OpenAI cache hit vs miss — gpt-5.4, 5k stable + 500 dynamic input

Feature	Scenario	Per-call $
Cache hit (5k prefix matched)	$0.00513	$513
Cache miss (no prefix match)	$0.00825	$825
Weighted average @ 70% hit rate	$0.00607	$607

Math assumes gpt-5.4 at $1.50/M input (cached at $0.75/M = 50% off) and $7.50/M output, with 200 output tokens per call. 70% cache hit rate is realistic for active production prompts with stable prefix architecture; new or low-volume workloads typically see 30-50%. Source: OpenAI pricing page as of June 20, 2026.

The Google 75%: extended TTL + multimodal

Google sits between Anthropic and OpenAI on discount (75% vs 90% / 50%) but offers two structural advantages that make it the best choice for specific workload shapes: extended TTL up to 24 hours, and full multimodal cache support.

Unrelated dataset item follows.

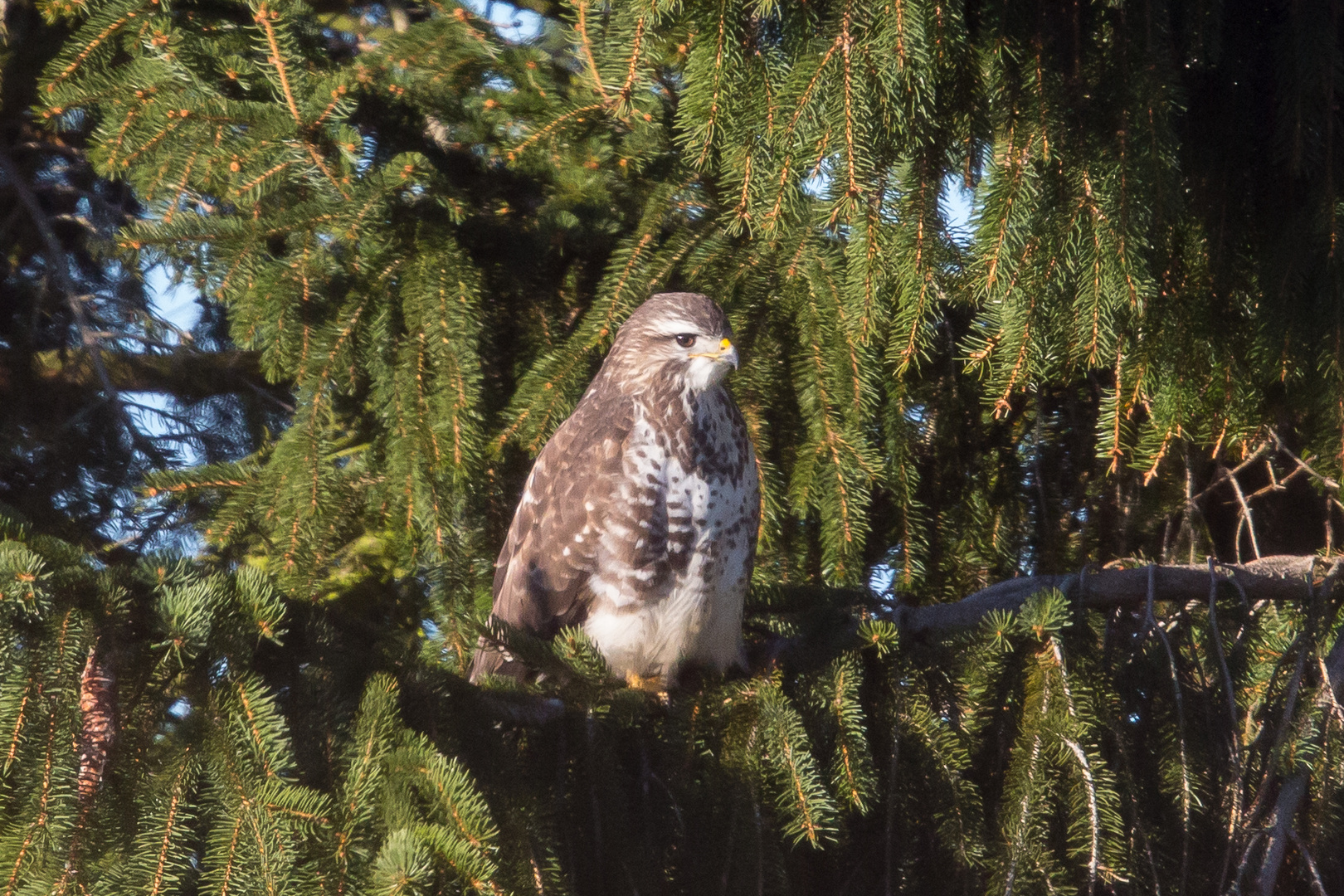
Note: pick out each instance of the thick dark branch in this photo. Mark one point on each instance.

**24-hour TTL means daily-stable contexts cache cleanly.** A knowledge-base assistant that loads the company wiki at the start of the day can pay storage for 24 hours and serve every query against it at the 75% discount. Compare against Anthropic's 1-hour max — you'd need to re-write the cache 24 times per day on Anthropic versus once on Google. For very large stable contexts (>500k tokens), the storage savings from longer TTL frequently outweigh the per-token discount difference.

**Multimodal cache is unique to Google.** You can cache video clips, image arrays, audio chunks, and PDFs alongside text. For video-QA applications (caching a movie or a multi-hour security feed once and querying it many times), document analysis applications (caching a 1,000-page legal corpus with embedded figures), or audio transcription workflows (caching long podcasts or meetings), Google's multimodal context cache is structurally the only economical option. Anthropic and OpenAI both cache vision inputs in principle but the workflow ergonomics around caching long video or audio assets are weak.

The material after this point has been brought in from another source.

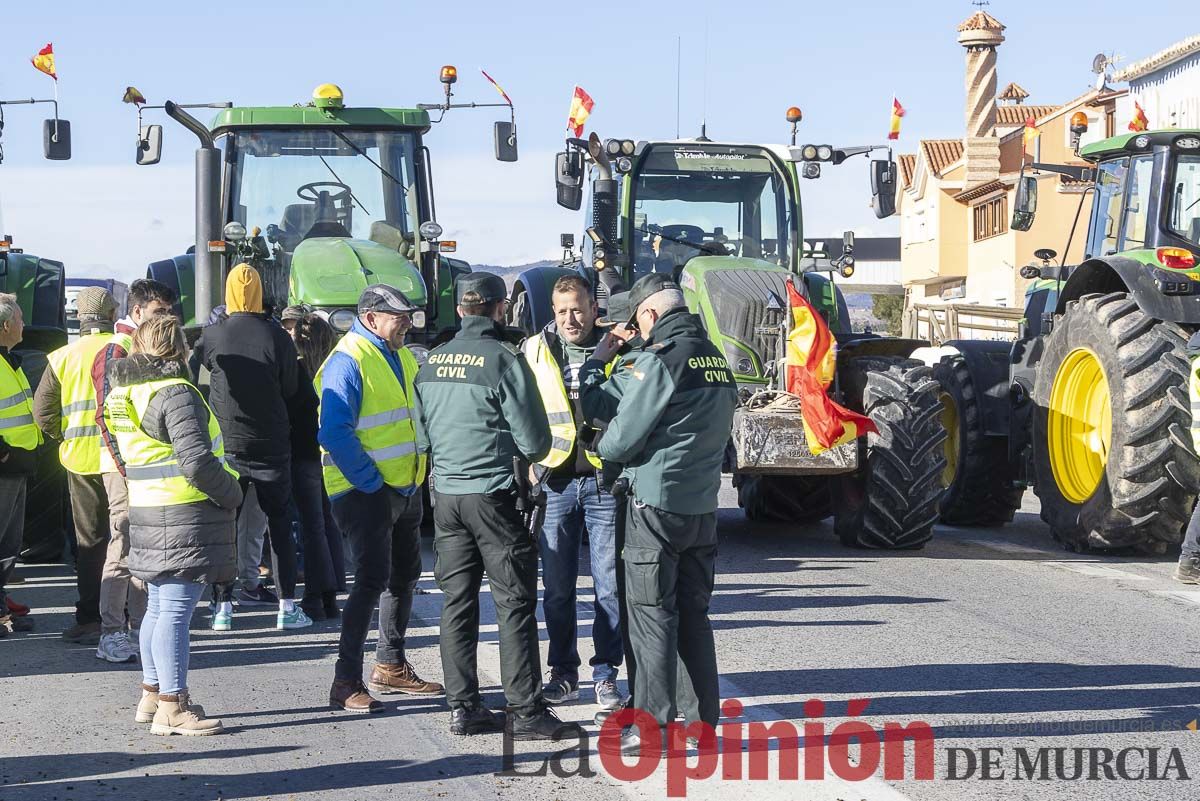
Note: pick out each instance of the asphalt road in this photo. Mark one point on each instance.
(991, 638)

**Storage cost math:** Google's $1/M tokens/hour storage means a 100k-token cached context costs $0.10/hour to keep warm. Over 24 hours that's $2.40 per cached context per day. If you serve >50 queries/day against that context at typical request shapes, the storage cost is a rounding error vs the per-query discount; if you serve <10 queries/day, explicit caching loses to implicit-only mode.

**Implicit cache is the underrated free lunch.** You get it whether you ask for it or not — Gemini automatically caches portions of incoming prompts it recognizes as reusable patterns, and applies the 75% discount on hits without billing storage. For workloads where you can't justify explicit cache management, implicit cache still typically saves 15-35% on input bills with zero code changes.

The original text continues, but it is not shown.